Pandu Port is a river port in the Indian state of Assam, serving Guwahati. This port has been developed on the bank of the Brahmaputra river. The port is the most important and the largest river port in Assam state. Many passenger ships at the port are anchored with the tourists. However, the state government has now allocated funds for the modernization of the port for national waterway development projects. In order to arrange a ship anchorage, a naval terminal or permanent jetty has been formed. The Port is included in the port of call agreement between India and Bangladesh.

== History ==
The port has been working as the main river port of the Brahmaputra valley for a long time centering Guwahati city. In the British India era, jute and tea were transported from the port to Kolkata Port and Chittagong port. The necessary goods were imported by the port on the same track. But after independence, this path was started till 1956. After that it was closed.

==Importance==
Pandu port acts as a natural river harbour. It falls under Dhubri-Sadiya National Waterway-2 and is an important terminal cum transit point for goods and cargo as well as passenger and tourist vessels. Construction of both low-level and high-level jetty of fixed terminal, capable of handling container vessels, has been completed and has further enhanced revenue generation for the city. The port opened a new route for transporting goods in Assam and North East India. Assam and Northeast India associated with Kolkata Port and Haldia Port by Pandu port.

== Infrastructure ==
A low level jetty is operational for berthing of vessels.
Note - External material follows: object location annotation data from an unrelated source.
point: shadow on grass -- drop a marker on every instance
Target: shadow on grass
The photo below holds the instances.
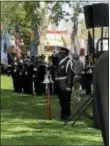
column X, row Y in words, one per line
column 23, row 123
column 25, row 106
column 49, row 133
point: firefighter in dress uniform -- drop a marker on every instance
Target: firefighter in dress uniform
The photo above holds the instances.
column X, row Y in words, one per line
column 64, row 72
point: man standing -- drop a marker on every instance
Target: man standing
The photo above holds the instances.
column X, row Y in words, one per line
column 34, row 43
column 64, row 72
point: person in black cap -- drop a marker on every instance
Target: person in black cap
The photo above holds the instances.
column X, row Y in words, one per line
column 28, row 77
column 64, row 72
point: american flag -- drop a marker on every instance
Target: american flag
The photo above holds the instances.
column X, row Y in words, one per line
column 17, row 44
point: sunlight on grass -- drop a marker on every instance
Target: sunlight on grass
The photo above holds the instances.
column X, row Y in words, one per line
column 23, row 122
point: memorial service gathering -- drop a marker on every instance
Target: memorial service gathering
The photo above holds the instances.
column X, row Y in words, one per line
column 54, row 73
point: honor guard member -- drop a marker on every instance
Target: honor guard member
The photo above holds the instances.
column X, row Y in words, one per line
column 64, row 72
column 28, row 78
column 41, row 69
column 15, row 76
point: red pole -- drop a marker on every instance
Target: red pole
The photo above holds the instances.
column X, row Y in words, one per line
column 48, row 104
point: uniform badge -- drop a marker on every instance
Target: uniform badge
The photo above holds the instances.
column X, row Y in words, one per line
column 35, row 69
column 20, row 73
column 62, row 66
column 25, row 73
column 14, row 70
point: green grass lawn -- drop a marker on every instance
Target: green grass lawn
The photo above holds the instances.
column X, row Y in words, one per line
column 23, row 121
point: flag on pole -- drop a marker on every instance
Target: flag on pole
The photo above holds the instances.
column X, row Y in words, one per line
column 90, row 43
column 34, row 38
column 17, row 45
column 5, row 44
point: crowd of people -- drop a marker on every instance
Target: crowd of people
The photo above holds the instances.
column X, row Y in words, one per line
column 28, row 76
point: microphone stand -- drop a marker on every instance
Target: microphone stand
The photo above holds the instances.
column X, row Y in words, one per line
column 47, row 81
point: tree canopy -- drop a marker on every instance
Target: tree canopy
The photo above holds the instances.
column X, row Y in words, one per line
column 26, row 14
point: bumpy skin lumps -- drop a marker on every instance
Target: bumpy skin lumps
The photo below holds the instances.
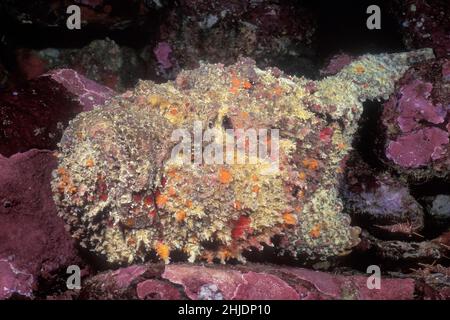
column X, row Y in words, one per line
column 124, row 196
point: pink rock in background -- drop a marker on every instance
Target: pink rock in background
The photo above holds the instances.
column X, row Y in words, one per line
column 162, row 53
column 14, row 282
column 32, row 236
column 242, row 282
column 424, row 24
column 380, row 203
column 415, row 122
column 35, row 115
column 405, row 152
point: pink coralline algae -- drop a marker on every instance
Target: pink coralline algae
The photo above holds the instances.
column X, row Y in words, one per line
column 32, row 236
column 35, row 115
column 424, row 24
column 89, row 93
column 249, row 282
column 258, row 282
column 415, row 106
column 415, row 119
column 418, row 148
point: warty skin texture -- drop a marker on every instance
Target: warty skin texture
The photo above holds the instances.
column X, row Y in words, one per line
column 124, row 197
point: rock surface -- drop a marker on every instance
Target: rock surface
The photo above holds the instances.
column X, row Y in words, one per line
column 33, row 240
column 35, row 115
column 249, row 282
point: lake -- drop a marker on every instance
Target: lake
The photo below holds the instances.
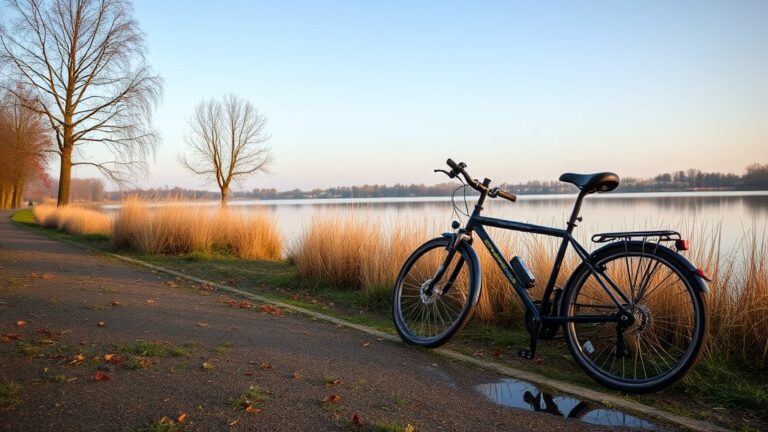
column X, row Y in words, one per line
column 735, row 213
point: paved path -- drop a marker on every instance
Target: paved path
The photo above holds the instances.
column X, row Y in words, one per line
column 75, row 302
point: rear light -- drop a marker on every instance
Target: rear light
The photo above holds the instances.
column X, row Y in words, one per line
column 700, row 273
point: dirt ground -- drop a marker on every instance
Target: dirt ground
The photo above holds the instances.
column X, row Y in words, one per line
column 91, row 343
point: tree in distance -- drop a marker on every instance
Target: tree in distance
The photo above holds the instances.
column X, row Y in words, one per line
column 24, row 140
column 227, row 142
column 82, row 62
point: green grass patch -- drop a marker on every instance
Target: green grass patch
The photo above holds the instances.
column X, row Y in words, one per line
column 163, row 425
column 27, row 349
column 376, row 426
column 330, row 407
column 721, row 382
column 713, row 383
column 9, row 394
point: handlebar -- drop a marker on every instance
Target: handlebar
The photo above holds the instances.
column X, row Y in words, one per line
column 458, row 168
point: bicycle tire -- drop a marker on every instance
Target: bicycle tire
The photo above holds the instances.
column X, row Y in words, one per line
column 457, row 304
column 667, row 319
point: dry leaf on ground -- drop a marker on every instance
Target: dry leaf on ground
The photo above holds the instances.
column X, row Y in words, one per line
column 250, row 409
column 332, row 398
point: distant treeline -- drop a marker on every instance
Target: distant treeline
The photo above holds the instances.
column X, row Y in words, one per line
column 755, row 178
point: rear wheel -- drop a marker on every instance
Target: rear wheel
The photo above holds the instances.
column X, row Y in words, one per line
column 663, row 334
column 427, row 317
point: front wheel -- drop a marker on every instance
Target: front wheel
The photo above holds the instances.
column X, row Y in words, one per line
column 662, row 335
column 428, row 313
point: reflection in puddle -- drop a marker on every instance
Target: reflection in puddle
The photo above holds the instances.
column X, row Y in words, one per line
column 520, row 394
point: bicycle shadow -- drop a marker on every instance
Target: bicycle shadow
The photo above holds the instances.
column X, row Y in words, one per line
column 523, row 395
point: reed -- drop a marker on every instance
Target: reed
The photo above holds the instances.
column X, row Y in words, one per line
column 72, row 219
column 177, row 229
column 347, row 252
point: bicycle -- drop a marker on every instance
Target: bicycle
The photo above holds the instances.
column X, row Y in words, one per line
column 632, row 312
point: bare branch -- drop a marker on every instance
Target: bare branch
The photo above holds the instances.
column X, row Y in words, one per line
column 227, row 142
column 83, row 64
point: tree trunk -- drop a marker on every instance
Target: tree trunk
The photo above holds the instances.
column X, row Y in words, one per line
column 65, row 176
column 3, row 195
column 17, row 192
column 224, row 193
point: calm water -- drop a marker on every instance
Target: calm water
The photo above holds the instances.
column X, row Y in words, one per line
column 736, row 213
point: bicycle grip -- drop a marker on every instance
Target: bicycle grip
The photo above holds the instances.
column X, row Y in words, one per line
column 508, row 196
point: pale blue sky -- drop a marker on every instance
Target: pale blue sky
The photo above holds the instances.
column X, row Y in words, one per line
column 383, row 92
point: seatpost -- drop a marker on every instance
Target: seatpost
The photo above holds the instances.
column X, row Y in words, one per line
column 575, row 214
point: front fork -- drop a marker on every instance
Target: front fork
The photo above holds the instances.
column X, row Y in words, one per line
column 452, row 248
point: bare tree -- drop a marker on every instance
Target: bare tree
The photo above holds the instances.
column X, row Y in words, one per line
column 83, row 62
column 227, row 142
column 24, row 140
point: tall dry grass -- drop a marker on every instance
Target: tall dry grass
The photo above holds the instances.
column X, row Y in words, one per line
column 72, row 219
column 175, row 229
column 367, row 254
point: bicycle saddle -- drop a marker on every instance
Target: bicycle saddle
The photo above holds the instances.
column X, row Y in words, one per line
column 599, row 182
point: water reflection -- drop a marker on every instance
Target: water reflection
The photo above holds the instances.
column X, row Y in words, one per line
column 520, row 394
column 736, row 212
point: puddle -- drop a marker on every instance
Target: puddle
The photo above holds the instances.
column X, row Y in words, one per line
column 520, row 394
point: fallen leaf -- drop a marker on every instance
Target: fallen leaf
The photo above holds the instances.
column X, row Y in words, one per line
column 250, row 409
column 272, row 310
column 333, row 383
column 7, row 337
column 332, row 399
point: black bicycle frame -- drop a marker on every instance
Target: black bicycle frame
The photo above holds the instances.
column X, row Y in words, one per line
column 476, row 223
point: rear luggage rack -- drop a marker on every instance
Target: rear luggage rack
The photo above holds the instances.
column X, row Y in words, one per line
column 659, row 236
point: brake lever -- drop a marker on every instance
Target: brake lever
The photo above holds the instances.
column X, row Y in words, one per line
column 449, row 174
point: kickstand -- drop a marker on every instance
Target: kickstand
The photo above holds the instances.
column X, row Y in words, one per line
column 530, row 353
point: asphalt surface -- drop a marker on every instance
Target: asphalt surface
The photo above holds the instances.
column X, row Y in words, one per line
column 78, row 307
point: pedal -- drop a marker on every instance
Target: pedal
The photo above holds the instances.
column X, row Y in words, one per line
column 524, row 353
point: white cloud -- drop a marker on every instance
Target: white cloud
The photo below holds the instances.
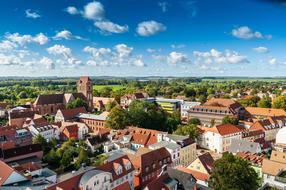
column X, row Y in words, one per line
column 72, row 10
column 215, row 56
column 123, row 50
column 174, row 46
column 244, row 32
column 47, row 62
column 94, row 11
column 25, row 39
column 175, row 58
column 273, row 61
column 261, row 49
column 65, row 34
column 164, row 6
column 121, row 54
column 149, row 28
column 32, row 14
column 110, row 27
column 65, row 53
column 6, row 45
column 40, row 39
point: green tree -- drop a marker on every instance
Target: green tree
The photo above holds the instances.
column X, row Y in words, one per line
column 82, row 158
column 264, row 103
column 231, row 172
column 190, row 130
column 230, row 120
column 52, row 158
column 118, row 118
column 279, row 102
column 39, row 139
column 77, row 103
column 194, row 121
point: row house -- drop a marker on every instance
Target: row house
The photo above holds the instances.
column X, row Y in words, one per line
column 17, row 118
column 201, row 168
column 11, row 136
column 218, row 138
column 137, row 137
column 94, row 122
column 40, row 126
column 274, row 170
column 270, row 126
column 100, row 103
column 185, row 107
column 25, row 176
column 126, row 100
column 213, row 111
column 149, row 164
column 188, row 147
column 68, row 114
column 117, row 173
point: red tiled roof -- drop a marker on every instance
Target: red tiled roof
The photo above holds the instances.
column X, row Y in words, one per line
column 207, row 161
column 109, row 167
column 6, row 171
column 123, row 186
column 71, row 113
column 198, row 175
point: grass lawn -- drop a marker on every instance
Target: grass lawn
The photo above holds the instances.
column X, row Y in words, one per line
column 114, row 87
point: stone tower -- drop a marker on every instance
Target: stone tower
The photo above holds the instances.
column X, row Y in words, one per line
column 84, row 86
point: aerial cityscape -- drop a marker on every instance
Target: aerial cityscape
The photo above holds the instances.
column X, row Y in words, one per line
column 143, row 95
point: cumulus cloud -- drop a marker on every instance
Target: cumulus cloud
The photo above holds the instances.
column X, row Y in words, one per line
column 72, row 10
column 164, row 6
column 244, row 32
column 273, row 61
column 94, row 11
column 65, row 34
column 261, row 49
column 26, row 39
column 217, row 57
column 65, row 53
column 110, row 27
column 119, row 55
column 174, row 46
column 149, row 28
column 175, row 58
column 6, row 45
column 123, row 50
column 47, row 62
column 32, row 14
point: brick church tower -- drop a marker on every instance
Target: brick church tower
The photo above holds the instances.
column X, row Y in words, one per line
column 84, row 86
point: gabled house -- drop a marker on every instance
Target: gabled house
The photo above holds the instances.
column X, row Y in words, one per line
column 270, row 126
column 149, row 165
column 201, row 168
column 219, row 138
column 68, row 114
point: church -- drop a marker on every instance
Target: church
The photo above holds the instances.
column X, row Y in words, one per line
column 50, row 103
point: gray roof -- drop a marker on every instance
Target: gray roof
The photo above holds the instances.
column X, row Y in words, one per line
column 166, row 144
column 238, row 145
column 91, row 116
column 177, row 137
column 86, row 176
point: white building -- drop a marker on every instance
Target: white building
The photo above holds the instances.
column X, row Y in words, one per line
column 172, row 148
column 186, row 106
column 218, row 138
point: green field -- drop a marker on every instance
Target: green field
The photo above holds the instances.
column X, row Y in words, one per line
column 114, row 87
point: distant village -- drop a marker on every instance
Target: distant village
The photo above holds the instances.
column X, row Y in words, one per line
column 134, row 158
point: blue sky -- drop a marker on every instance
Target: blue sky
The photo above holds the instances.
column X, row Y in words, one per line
column 142, row 38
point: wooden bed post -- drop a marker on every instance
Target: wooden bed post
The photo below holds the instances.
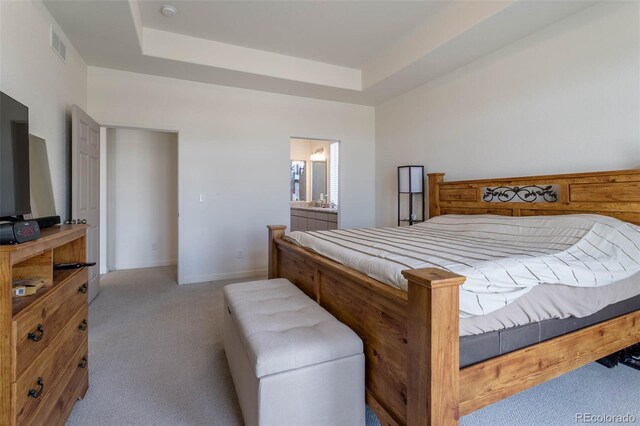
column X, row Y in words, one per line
column 435, row 179
column 275, row 232
column 433, row 359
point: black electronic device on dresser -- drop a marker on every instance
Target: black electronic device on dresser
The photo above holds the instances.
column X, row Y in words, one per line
column 15, row 176
column 19, row 232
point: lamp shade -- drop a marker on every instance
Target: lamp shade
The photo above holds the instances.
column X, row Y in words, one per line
column 410, row 179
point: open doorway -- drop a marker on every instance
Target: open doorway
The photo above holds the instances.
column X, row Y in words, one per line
column 140, row 192
column 314, row 184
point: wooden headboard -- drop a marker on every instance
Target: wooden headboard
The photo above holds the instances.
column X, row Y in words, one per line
column 614, row 194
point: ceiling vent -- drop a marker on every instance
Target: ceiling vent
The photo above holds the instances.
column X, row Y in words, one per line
column 58, row 45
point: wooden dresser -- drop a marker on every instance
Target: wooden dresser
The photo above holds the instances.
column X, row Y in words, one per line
column 43, row 345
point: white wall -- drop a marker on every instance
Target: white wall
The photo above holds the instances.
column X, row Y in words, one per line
column 32, row 73
column 565, row 99
column 234, row 149
column 142, row 187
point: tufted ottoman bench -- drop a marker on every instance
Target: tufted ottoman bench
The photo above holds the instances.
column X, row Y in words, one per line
column 291, row 361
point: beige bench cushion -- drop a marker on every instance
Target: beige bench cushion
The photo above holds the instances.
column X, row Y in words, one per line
column 282, row 329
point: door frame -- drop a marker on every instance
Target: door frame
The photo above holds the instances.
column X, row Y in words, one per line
column 179, row 223
column 340, row 166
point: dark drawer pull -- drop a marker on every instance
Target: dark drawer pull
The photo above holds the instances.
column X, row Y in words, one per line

Two shore cranes of 20 ton capacity, one container crane of 75 ton capacity and ones floating crane are placed at terminal for handling of cargo. A high level jetty and B.G. siding is under construction at this location.

- A permanent terminal for container transport.
- The high and low level jetty of the river for shipping the goods.

==RORO==

Port has a roll-on/roll-off (RORO) ferry service with 1 vessel operated on National Waterway 2 (NW2) by Inland Waterways Authority of India (IWAR) with capacity of 200 passenger, 4 cars and 2 trucks.